When the Rae government introduced its so-called “Social Contract,” tearing up collective agreements and forcing workers to take unpaid days off, Davis himself was not far.

The past premier personally phoned Rae to congratulate him: “You’ve done more to restructure that aspect of provincial spending than anybody, including me.” According to Rae, Davis—then sitting on “a number of corporate boards”—was eager to “mentor” the government through its successive austerity budgets.

Those budgets, which destroyed the ONDP’s support base, saw tuition fees balloon, hospital beds close and social assistance rates frozen.

Davis and the ‘Common Sense Revolution’

Following Davis’s resignation and Miller’s defeat, the Tories were split between an “Albany Club” wing and a more ideological right wing. The latter was represented, as journalist Christina Blizzard notes, by then-MPPs Mike Harris, Egon Zehnder International Inc. partner Tom Long, Tony Clement, David Lindsay and others. All of them would become key members of the Harris campaign and his inner circle. Almost without exception, each owed their political origins to Davis.

The Harris camp, subsequently, leaned on Tory insiders from the Davis period to set up over 50 private dinners with, as Blizzard describes them, “the movers and shakers and corporate elite of Bay Street” to secure campaign funds and to help draft his platform. In 1992 alone, John Ibbitson notes, Harris met with over 500 CEOs, corporate lawyers and business owners to drum up support.

While the PC Party came second in fundraising to the Liberals from 1987-89, the Harris PC Party out-fundraised both the Liberals and NDP from 1990-1995, despite third-party status. Prominent donors included George Weston, Barrick Gold, TD Bank, Merrill Lynch, Eaton’s Of Canada, RBC, Molson, Rogers, JJ Barnicke and others.

In power, Harris was more ideological about his attacks on the working class and the poor. He cut public spending by $1.9 billion—half of it from social assistance and the rest from hospitals, schools, transit and basic health and safety safeguards.

Those counter reforms persist. All told, in 2015, journalist Steve Paikin called Harris “the most transformational political leader in Ontario of our lifetime.” Today, Ontario has thousands fewer hospital beds than it did in 1990—a decline that began in the years 1990-95. Income support payments remain below 1993 levels

But, as journalist John Ibbitson notes, the “bland” Davis remained a party supporter throughout, even if he occasionally expressed discomfort with its many confrontations.

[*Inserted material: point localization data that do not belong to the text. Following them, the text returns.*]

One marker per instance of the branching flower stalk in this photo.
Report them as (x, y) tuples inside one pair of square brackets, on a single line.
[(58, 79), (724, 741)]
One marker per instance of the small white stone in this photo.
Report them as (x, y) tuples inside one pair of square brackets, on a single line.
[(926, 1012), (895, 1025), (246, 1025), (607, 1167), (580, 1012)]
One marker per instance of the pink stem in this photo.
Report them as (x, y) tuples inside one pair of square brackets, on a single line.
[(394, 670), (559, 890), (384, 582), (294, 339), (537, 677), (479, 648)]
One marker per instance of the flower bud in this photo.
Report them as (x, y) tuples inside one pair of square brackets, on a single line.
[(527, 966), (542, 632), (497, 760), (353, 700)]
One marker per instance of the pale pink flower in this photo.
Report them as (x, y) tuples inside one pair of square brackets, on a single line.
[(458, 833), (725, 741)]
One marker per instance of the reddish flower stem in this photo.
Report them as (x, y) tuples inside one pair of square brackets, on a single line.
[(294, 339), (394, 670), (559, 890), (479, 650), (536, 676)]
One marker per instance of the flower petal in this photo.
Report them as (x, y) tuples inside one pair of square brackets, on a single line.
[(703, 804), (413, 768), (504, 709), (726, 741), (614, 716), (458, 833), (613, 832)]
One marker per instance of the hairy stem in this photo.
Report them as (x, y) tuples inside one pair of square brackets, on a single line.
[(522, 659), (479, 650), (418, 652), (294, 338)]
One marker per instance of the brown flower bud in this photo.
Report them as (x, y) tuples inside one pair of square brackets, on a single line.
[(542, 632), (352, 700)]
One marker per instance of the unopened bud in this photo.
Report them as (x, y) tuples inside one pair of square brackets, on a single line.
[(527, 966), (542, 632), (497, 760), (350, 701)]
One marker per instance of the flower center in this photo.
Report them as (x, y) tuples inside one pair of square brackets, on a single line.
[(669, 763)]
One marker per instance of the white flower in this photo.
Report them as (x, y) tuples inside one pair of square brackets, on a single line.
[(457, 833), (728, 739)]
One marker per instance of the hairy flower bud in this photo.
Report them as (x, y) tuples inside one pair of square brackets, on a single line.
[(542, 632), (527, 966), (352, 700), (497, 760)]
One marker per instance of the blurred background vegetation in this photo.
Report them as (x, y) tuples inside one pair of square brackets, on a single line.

Davis endorsed Harris’s “Common Sense Manifesto,” and Harris used this to campaign. Davis also joined Harris at campaign rallies, at the opening of the legislature in 1995 and at the Empire Club in 1999. More importantly, TVO anchor Steve Paikin notes Davis was kept abreast of cabinet decisions often before some MPPs themselves. He continued to meet with subsequent Progressive Conservative Party leaders after Harris resigned and after the Tories were turfed from office.

No room for nostalgia

According to the Toronto Star, Davis deserves credit for having “ushered in Ontario’s modern era”—an era marked by underfunded hospitals, schools in disrepair, enormous restrictions on the rights of workers to organize and more.

Davis and past Tories did what they had to to remain in power and maintain the status quo as best they could. But that status quo always requires keeping the working class down.

When the economy was booming and the system could afford reforms, maintaining the status quo often meant reluctantly introducing social programs and providing occasional wage increases. In virtually every case, these programs were bound up with new anti-worker restrictions and plans to rein in spending. Following the end of the post-war upswing in the 1970s, these restrictions intensified and Davis inaugurated them as premier with anti-worker legislation and budget cuts. At all times, whether employing some Keynesian-style reforms or later implementing austerity, Davis was a faithful representative of the ruling class.

Mitchell Thompson is a writer, editor and occasional radio producer based in Toronto.